UK regulator gives Cellnex and Hutch unwanted Christmas present

UK regulator gives Cellnex and Hutch unwanted Christmas present

Cellnex towers.jpg

Spanish tower company Cellnex has expressed its dismay at the UK competition regulator’s opposition to its latest takeover plan.

Cellnex, which has already done tower deals in France and the Netherlands in the past few months, agreed a year ago to buy 14,700 towers from CK Hutchison, which owns the Three mobile companies.

The deal, originally set at €10 billion, includes Hutch’s towers in Austria, Denmark, Ireland, Italy and Sweden, all of which have now been sold to Cellnex, as well as the UK, a total of 24,600 sites.

But now the UK’s Competition and Markets Authority (CMA) is set to throw 6,000 towers from the UK part of the deal into disarray by telling Cellnex and Hutch that the planned merger “may be expected to result in a substantial lessening of competition in the supply of access to developed macro sites and ancillary services to wireless communication providers in the UK”.

Cellnex said it “will engage with the CMA in response to its ‘notice of possible remedies’, including with any practical alternative remedies the company wishes the CMA to consider”.

And it said it “continues to believe that this is a strongly pro-competitive deal which will create firm incentives to unlock, improve and extend mobile coverage, including 5G, across the whole of the UK”.

The CMA has given the parties until 7 January 2022 – three weeks today, over the Christmas and New Year break – to submit “comments on possible remedies”. That’s two months ahead of what’s still the expected completion date of the UK part of the merger, 7 March 2022.

But the CMA lists possible remedies that it would find acceptable, starting with prohibiting the merger, but including “the divestiture of a package of developed macro sites and ancillary services” – in other words, selling off some of either Hutchison’s or Cellnex’s UK towers to a truly independent competitor.
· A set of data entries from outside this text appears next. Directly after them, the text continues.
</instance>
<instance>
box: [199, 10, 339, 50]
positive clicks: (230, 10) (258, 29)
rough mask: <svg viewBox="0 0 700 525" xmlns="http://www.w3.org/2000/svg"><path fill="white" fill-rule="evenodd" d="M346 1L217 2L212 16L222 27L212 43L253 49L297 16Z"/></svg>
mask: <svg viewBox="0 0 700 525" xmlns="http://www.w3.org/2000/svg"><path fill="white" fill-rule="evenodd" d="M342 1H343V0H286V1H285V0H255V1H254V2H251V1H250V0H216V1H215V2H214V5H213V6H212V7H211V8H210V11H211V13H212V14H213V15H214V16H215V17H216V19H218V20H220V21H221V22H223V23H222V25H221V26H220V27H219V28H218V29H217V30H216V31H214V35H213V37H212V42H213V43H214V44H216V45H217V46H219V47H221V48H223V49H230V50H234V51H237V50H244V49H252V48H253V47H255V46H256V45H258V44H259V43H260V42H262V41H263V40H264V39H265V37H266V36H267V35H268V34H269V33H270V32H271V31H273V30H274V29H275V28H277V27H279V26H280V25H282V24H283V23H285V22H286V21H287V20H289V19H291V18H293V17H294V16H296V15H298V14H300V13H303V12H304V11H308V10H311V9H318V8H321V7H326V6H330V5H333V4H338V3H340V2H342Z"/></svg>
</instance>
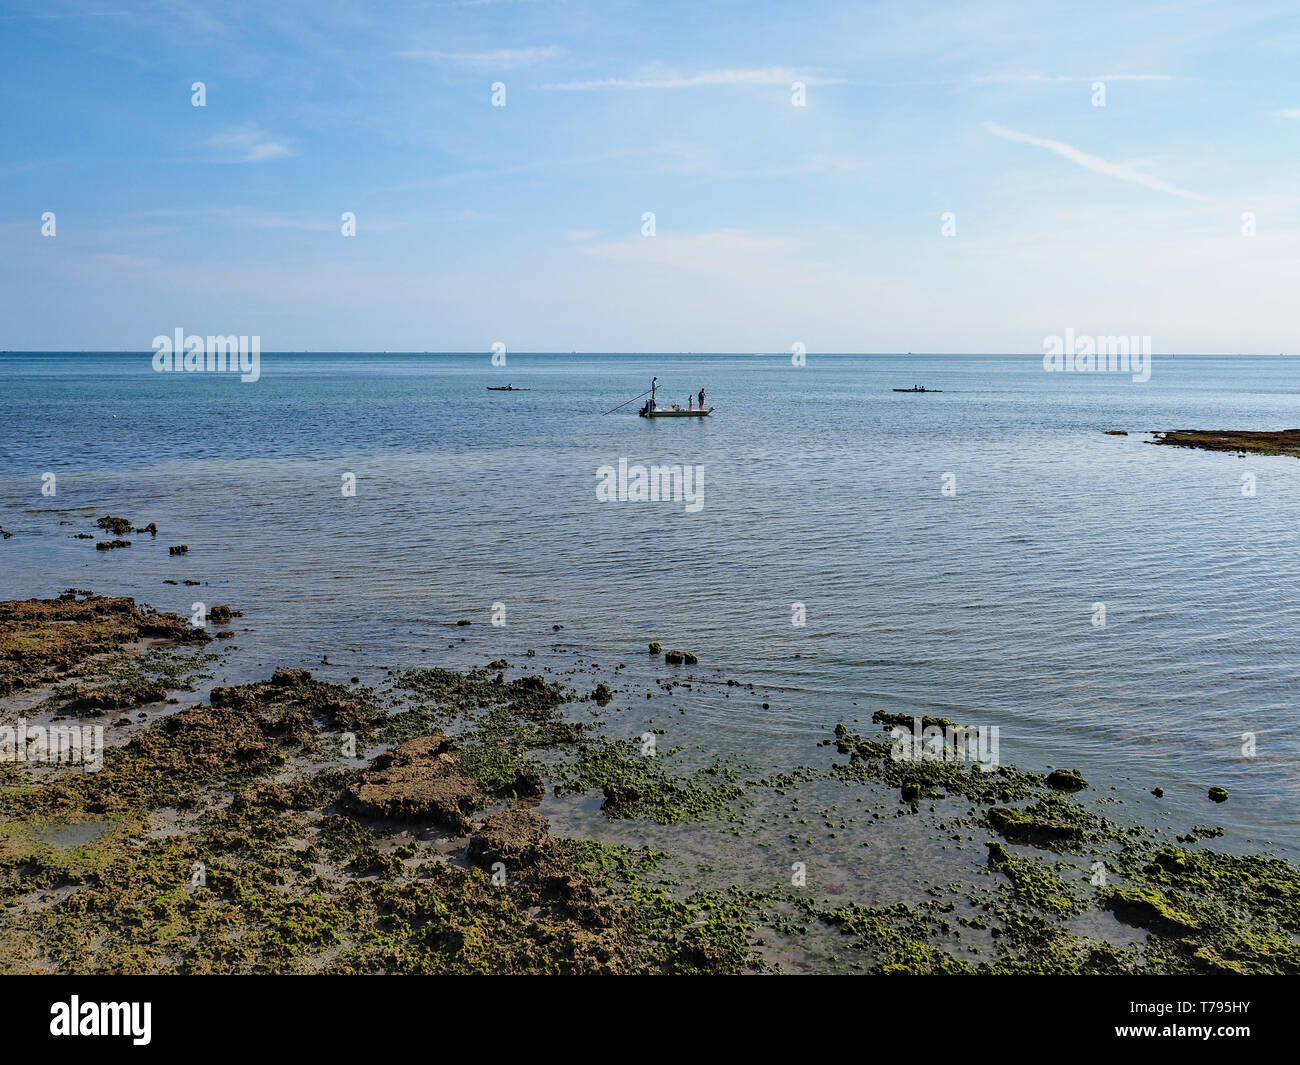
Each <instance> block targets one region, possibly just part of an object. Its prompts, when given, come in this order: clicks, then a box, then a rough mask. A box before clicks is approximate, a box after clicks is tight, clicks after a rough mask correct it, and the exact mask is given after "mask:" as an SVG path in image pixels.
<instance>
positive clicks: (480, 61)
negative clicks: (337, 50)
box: [396, 47, 563, 69]
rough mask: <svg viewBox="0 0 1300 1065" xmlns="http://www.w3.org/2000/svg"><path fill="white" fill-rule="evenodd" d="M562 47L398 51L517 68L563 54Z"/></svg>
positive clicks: (433, 57)
mask: <svg viewBox="0 0 1300 1065" xmlns="http://www.w3.org/2000/svg"><path fill="white" fill-rule="evenodd" d="M562 53H563V49H562V48H550V47H546V48H497V49H494V51H490V52H437V51H429V49H424V48H408V49H406V51H402V52H398V53H396V55H399V56H400V57H402V59H415V60H429V61H430V62H451V64H456V65H459V66H490V68H497V69H515V68H519V66H530V65H532V64H534V62H541V61H542V60H549V59H555V57H556V56H559V55H562Z"/></svg>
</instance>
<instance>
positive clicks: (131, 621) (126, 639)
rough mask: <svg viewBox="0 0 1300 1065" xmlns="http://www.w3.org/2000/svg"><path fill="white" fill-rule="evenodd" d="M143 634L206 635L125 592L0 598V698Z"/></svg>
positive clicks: (32, 684)
mask: <svg viewBox="0 0 1300 1065" xmlns="http://www.w3.org/2000/svg"><path fill="white" fill-rule="evenodd" d="M144 638H152V640H169V641H173V642H178V644H204V642H207V641H208V640H211V638H212V637H209V636H208V633H205V632H204V631H203V629H200V628H194V627H192V625H191V624H190V623H188V620H187V619H185V618H179V616H177V615H175V614H159V612H156V611H153V610H152V609H151V607H147V606H136V603H135V599H131V598H127V597H126V596H118V597H107V596H92V594H88V593H86V592H83V590H79V589H69V590H68V592H65V593H64V594H62V596H60V597H59V598H57V599H10V601H6V602H0V696H4V694H8V693H9V692H17V690H21V689H25V688H34V687H36V685H40V684H49V683H52V681H57V680H66V679H70V677H74V676H79V675H83V674H86V672H87V671H88V670H91V668H92V666H94V663H95V661H96V659H98V658H99V657H100V655H105V654H109V653H113V651H125V650H126V649H127V648H129V646H130V645H134V644H138V642H139V641H140V640H144Z"/></svg>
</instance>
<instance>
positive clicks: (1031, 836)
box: [985, 806, 1083, 843]
mask: <svg viewBox="0 0 1300 1065" xmlns="http://www.w3.org/2000/svg"><path fill="white" fill-rule="evenodd" d="M985 817H987V818H988V823H989V824H992V826H993V827H995V828H997V831H998V832H1001V834H1002V835H1004V836H1006V837H1008V839H1009V840H1017V841H1021V843H1079V841H1082V840H1083V830H1082V828H1079V826H1076V824H1066V823H1065V822H1061V821H1049V819H1047V818H1040V817H1035V815H1034V814H1030V813H1027V811H1026V810H1017V809H1014V808H1011V806H993V808H991V809H989V811H988V814H985Z"/></svg>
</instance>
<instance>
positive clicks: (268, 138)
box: [204, 122, 292, 163]
mask: <svg viewBox="0 0 1300 1065" xmlns="http://www.w3.org/2000/svg"><path fill="white" fill-rule="evenodd" d="M204 143H205V144H207V146H208V147H209V148H218V150H221V151H224V152H234V153H235V157H234V159H233V160H227V161H234V163H265V161H266V160H268V159H283V157H285V156H290V155H292V151H291V150H290V148H289V146H287V144H285V143H283V142H281V140H276V139H273V138H272V137H270V135H268V134H266V133H264V131H263V129H261V127H260V126H259V125H257V124H256V122H247V124H244V125H242V126H234V127H233V129H229V130H225V131H224V133H217V134H213V135H212V137H209V138H208V139H207V140H205V142H204Z"/></svg>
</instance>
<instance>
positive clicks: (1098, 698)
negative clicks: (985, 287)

It notes: “The CMA prefers structural remedies, such as divestiture or prohibition over behavioural remedies”, because it is hard to monitor and enforce behavioural remedies and because structural remedies will “[restore] rivalry”.

Divestiture of towers into a new competitor would have to be substantial, the CMA makes clear in its findings, “sufficient to replicate competition to the level that would have prevailed absent the merger”.

In other words, if Cellnex merges Hutch’s UK tower business into one, a new competitor would have to be carved out that is a significant new competitor.

The CMA notes: “The divestiture package would also need to be appropriately configured to be attractive to potential purchasers.”